To this end, he encourages us to chastise the body with great severity, by fasts, disciplines, hair-shirts and other similar mortifications, that he may either tempt us to pride by the thought that we are doing great things which is a temptation which especially, besets women, or that we may fall sick and so be disabled from the exercise of good works; or else that from pain and over-weariness, we may take a disgust and abhorrence to spiritual exercises and thus, by degrees, grow cold in the way of godliness and, at last, give ourselves up with greater avidity than before to worldly pleasures and amusements!
This has been the end of many, who, following presumptuously the impulse of an indiscreet zeal, hav,e in their excessive outward austerities, gone beyond the measure of their interior virtue and so, have perished in their own inventions and become the sport of malicious fiends.
This would not have befallen them had they well considered what we have been saying and remembered, that these acts of painful self-discipline, praiseworthy as they are and profitable to such as have corresponding strength of body and humility of spirit, must yet be proportioned to each man’s state and condition.
And those who are unequal to labour with the Saints in similar austerities, may find other opportunities of imitating their lives by strong and effective desires and fervent prayers, aspiring after the most glorious crown of Christ’s true soldier by despising the whole world and themselves too; by giving themselves up to solitude and silence; by meekness and humility towards all men; by patience under wrongs; by doing good to those most opposed to them and, by avoiding every fault, however trivial it may be – all things far more acceptable to God than painful bodily exercises!
With regard to these, I would have you to be rather discreetly sparing, in order to be able, if necessary, to increase them, than by certain excesses of zeal, to run the risk of having to relinquish them altogether.

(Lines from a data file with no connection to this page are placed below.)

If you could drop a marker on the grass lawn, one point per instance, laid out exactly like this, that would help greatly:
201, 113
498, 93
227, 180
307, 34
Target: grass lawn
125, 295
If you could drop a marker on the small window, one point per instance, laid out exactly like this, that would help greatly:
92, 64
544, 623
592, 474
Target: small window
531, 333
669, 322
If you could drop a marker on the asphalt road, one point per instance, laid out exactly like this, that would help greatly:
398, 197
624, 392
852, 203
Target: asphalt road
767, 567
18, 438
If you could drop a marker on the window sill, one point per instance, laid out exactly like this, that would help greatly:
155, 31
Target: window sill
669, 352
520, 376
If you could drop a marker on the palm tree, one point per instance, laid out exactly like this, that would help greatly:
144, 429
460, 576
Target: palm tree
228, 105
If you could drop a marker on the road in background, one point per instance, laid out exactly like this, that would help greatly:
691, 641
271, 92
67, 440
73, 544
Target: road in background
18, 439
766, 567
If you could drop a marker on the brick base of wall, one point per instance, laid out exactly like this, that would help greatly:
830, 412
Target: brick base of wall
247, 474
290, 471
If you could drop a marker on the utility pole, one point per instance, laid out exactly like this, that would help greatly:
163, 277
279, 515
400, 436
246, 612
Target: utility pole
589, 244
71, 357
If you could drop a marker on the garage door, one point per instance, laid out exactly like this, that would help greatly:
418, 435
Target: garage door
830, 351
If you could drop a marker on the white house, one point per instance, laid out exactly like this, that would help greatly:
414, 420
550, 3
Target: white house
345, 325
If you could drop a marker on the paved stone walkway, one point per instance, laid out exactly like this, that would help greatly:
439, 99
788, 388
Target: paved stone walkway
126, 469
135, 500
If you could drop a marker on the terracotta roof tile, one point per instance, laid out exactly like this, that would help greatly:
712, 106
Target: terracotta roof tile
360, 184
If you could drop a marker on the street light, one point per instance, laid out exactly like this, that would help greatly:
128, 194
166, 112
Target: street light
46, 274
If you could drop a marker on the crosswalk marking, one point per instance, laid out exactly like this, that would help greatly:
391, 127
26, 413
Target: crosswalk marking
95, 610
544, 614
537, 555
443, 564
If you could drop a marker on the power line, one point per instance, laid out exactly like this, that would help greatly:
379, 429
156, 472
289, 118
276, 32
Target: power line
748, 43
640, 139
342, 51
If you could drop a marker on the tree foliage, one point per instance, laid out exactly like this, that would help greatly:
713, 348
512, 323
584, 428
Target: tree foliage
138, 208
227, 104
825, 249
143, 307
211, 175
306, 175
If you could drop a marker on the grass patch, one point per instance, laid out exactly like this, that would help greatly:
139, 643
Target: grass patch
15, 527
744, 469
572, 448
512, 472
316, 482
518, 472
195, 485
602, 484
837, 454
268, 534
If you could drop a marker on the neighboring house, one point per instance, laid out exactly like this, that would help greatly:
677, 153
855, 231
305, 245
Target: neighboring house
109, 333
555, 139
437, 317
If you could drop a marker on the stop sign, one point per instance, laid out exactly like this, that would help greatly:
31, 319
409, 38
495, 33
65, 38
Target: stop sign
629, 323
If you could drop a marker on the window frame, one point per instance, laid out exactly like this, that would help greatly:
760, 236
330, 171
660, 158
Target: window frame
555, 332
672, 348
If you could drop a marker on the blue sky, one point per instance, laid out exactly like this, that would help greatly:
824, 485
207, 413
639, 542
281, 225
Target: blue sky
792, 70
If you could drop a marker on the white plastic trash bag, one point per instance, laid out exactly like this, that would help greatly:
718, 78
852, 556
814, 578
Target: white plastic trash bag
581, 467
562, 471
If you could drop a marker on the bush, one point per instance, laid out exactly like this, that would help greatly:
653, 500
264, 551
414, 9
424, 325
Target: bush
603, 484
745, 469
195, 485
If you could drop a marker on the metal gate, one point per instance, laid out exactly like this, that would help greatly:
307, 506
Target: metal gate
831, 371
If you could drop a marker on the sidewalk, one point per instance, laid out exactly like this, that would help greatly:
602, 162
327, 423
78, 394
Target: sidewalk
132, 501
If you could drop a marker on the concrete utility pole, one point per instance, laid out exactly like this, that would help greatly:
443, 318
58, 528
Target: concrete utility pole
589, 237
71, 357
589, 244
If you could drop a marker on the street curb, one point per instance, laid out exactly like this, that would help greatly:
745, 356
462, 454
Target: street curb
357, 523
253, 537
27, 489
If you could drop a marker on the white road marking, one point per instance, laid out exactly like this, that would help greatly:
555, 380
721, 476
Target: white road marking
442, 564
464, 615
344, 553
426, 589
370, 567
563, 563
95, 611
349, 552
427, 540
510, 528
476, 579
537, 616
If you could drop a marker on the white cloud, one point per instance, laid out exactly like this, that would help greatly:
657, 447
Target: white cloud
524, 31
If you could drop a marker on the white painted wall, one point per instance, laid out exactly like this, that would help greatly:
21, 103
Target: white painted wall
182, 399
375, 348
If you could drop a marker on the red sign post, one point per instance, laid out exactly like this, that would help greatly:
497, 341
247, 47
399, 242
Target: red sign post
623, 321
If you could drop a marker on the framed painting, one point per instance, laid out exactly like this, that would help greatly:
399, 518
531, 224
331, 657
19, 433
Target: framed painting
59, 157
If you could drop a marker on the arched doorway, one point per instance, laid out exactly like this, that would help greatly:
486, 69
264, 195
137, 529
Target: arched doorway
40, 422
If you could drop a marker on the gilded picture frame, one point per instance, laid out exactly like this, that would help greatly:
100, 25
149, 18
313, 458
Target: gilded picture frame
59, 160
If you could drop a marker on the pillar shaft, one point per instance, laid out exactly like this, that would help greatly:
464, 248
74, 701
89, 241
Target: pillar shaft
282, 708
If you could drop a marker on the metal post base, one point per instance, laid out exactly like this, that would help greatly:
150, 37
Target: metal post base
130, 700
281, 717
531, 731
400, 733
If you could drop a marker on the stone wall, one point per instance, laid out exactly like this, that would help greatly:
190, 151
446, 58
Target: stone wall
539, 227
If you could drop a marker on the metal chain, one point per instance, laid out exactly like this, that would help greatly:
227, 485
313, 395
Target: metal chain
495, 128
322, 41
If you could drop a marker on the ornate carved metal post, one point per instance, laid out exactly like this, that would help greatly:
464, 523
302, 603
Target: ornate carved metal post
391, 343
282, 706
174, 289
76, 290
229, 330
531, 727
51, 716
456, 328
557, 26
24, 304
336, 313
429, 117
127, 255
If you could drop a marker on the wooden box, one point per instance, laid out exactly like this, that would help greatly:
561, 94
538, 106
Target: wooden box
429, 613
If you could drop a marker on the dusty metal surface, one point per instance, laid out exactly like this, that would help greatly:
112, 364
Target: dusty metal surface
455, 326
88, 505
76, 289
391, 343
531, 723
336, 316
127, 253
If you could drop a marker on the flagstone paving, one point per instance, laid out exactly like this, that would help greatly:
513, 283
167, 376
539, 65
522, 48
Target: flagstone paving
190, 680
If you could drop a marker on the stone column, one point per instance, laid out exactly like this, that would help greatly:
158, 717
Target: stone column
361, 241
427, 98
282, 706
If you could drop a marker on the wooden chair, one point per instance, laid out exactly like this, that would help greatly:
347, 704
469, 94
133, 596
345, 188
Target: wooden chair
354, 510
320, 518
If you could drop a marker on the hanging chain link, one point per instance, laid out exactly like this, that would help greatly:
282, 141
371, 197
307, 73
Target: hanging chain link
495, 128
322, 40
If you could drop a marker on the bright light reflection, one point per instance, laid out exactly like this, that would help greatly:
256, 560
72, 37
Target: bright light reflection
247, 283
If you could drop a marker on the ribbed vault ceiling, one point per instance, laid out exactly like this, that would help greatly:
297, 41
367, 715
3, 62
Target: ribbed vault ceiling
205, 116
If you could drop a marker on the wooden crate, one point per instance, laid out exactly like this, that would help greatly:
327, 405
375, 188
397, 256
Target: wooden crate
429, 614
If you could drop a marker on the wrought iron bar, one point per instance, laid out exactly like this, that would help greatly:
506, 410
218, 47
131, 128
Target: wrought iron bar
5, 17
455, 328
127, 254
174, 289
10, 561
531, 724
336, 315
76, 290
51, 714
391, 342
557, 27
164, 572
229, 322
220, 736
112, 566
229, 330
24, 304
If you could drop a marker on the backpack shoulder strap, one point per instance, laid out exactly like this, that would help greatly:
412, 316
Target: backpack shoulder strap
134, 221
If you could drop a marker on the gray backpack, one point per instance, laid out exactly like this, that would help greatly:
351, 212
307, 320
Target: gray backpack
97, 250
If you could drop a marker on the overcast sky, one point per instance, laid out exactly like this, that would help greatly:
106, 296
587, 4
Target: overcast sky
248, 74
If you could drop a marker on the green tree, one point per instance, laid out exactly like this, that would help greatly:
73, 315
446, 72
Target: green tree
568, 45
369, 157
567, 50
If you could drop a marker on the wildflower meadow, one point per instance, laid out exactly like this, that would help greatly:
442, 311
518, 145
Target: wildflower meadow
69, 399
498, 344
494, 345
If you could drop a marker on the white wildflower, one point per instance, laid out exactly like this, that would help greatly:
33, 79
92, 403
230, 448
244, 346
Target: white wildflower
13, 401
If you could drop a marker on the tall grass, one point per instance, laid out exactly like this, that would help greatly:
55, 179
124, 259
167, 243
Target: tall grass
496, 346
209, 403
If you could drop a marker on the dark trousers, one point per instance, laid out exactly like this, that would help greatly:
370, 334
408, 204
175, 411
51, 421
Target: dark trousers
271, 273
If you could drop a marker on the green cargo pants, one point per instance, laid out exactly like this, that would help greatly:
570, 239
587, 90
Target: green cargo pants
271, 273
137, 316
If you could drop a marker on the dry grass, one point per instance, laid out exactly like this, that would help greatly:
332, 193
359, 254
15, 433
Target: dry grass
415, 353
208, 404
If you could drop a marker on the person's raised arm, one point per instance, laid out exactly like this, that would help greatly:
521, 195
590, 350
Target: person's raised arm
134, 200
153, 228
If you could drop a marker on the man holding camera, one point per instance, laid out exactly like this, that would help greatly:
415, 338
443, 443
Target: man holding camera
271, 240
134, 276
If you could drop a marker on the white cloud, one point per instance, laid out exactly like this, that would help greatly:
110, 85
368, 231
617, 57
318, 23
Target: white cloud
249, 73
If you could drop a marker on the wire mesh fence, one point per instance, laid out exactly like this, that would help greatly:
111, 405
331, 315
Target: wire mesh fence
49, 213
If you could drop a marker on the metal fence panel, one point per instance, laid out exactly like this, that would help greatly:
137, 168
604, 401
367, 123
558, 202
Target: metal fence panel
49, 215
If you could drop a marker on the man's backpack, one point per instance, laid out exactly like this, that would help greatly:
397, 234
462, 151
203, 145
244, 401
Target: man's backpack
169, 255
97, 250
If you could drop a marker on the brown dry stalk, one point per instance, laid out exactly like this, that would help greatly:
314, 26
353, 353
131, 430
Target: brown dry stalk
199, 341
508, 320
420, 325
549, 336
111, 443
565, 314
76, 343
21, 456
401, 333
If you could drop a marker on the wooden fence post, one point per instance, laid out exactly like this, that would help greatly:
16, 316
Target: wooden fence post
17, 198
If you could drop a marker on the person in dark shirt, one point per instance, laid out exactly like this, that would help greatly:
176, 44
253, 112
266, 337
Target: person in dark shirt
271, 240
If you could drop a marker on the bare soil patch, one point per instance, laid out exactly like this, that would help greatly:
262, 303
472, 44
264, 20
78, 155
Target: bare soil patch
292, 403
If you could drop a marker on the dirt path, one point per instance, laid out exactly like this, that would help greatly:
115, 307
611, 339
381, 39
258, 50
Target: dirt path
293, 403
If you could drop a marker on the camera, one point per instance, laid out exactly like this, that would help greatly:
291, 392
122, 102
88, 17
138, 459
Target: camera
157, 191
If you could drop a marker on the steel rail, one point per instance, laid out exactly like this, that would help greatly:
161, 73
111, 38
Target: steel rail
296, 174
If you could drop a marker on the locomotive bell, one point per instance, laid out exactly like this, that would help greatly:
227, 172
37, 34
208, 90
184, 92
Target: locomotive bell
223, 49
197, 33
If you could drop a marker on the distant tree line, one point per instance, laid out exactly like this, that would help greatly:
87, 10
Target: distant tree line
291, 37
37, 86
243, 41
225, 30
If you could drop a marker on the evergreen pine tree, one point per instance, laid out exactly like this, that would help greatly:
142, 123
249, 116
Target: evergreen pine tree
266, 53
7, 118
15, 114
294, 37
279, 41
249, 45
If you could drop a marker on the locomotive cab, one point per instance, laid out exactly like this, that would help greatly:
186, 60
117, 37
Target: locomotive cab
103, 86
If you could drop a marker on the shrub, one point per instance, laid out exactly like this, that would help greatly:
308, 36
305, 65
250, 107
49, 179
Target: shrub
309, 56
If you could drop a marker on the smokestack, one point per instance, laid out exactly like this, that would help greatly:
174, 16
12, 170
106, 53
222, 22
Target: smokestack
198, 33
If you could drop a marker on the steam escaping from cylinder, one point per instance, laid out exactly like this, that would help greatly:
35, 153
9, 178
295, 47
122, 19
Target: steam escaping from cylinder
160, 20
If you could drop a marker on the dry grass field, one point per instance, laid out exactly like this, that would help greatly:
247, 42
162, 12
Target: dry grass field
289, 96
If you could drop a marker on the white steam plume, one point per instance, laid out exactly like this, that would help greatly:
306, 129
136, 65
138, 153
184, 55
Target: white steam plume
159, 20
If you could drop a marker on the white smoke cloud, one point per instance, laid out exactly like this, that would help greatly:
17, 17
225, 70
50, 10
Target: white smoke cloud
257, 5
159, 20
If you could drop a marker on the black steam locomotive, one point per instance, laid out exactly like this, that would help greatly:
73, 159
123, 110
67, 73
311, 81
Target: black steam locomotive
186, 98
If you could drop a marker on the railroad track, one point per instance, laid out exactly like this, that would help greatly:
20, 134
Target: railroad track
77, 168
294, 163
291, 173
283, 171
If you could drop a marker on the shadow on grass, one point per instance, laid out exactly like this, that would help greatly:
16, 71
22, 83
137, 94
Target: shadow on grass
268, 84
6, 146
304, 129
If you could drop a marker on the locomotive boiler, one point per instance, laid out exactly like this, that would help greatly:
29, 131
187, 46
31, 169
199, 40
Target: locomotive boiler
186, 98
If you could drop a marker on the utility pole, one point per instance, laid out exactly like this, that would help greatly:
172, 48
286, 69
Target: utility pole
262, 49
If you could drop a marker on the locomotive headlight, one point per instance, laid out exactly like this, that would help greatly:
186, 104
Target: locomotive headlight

I say this to you, being well assured you are not likely to fall into the error of those who, though they pass for spiritual, are enticed and deluded by deceitful nature into an over-anxious care for the preservation of their bodily health.
So jealous are they and fearful of the slightest thing which might affect it that they live in constant doubt and fear of losing their physical attributes.
There is nothing of which they better love to think and speak than of the ordering of their lives in this respect.
Hence, they are ever solicitous to have food suited rather to their palate than
their stomach, which is often weakened by over-delicacy.
And although all this is done on the pretext of gaining strength, the better to serve God, it is in fact but a vain attempt to conciliate two mortal enemies, the spirit and the flesh; an attempt which injures both, instead of benefiting either; for this same over-carefulness impairs the health of the one and the devotion of the other!
A certain degree of freedom in our way of life is therefore safer and more profitable, accompanied, however, by the discretion of which I have spoken, having regard to different constitutions and states of life which cannot all be brought under the same rule.
In the pursuit of interior holiness, as well as of exterior devotion, we should proceed with moderation, as has been shown before, on the subject of the gradual acquisition of virtues.”